The rear end of a career can get messy too.
I’ve done this for 38 years, and I’m in my third year here. The original Vindicator in Youngstown closed, unable to figure out these fast times. A few of us transplants are keeping The Vindicator alive upstairs in our foster home.
We show up every day, or night, and pound through our shifts, with words, pictures and designs to catch your eyes, and we hope your dollars. We manage to populate two web sites and social media too, along with numerous community outreach efforts.
We don’t have much time to read blogs or listen to podcasts by academics, out-of-towners and retirees who decry “news deserts” and bloviate about the future of “legitimate journalism,” because we’re busy working it.
Upstairs there's that light that never goes out.
About this painting, No. 483, “Word Factory (at Night).”
This is my first painting since July 2021, but the photo it is mainly based on was taken on March 12, 2020. So I’ve thought about it for a long time — see time rant above. I took a bunch more night and day photos right before getting started.

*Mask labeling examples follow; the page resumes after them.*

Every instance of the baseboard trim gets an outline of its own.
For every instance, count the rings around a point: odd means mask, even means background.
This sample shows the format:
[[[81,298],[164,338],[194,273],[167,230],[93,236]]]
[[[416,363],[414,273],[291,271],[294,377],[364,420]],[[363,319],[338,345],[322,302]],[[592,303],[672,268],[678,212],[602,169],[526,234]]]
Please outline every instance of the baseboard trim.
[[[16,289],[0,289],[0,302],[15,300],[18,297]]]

Next I drew a rough sketch and mapped out the field of colors I wanted to use, including that spectral green (and lime, yellow, pink, red, orange, brown, blue and black.)
I then drew a proper sketch of the building and watercolor-washed over it with the brown, black, red, pink and green.
Eliminated from the image were a fence and a power generator, parked cars, and I took liberty in turning overgrowth into shrubbery.
Next came the night sky —which is everything but black. Blue and purple make an appearance here.
The parking lot in the foreground was a problem. It’s a mixture of greens, yellows, pinks, browns and blacks. The photo made it green; on paper it looked like grass. It took several washes of black, gray, brown and white to approximate illuminated asphalt at night. I stubbornly kept some green.
The painting fits perfectly into a very nice frame provided at an immense discount by my friends at Furniture Decor and More in Cortland. Thank you, that was a big help.
I asked the boss to figure out where she wants to hang it. We’re gonna put a hanger hole in a wall soon.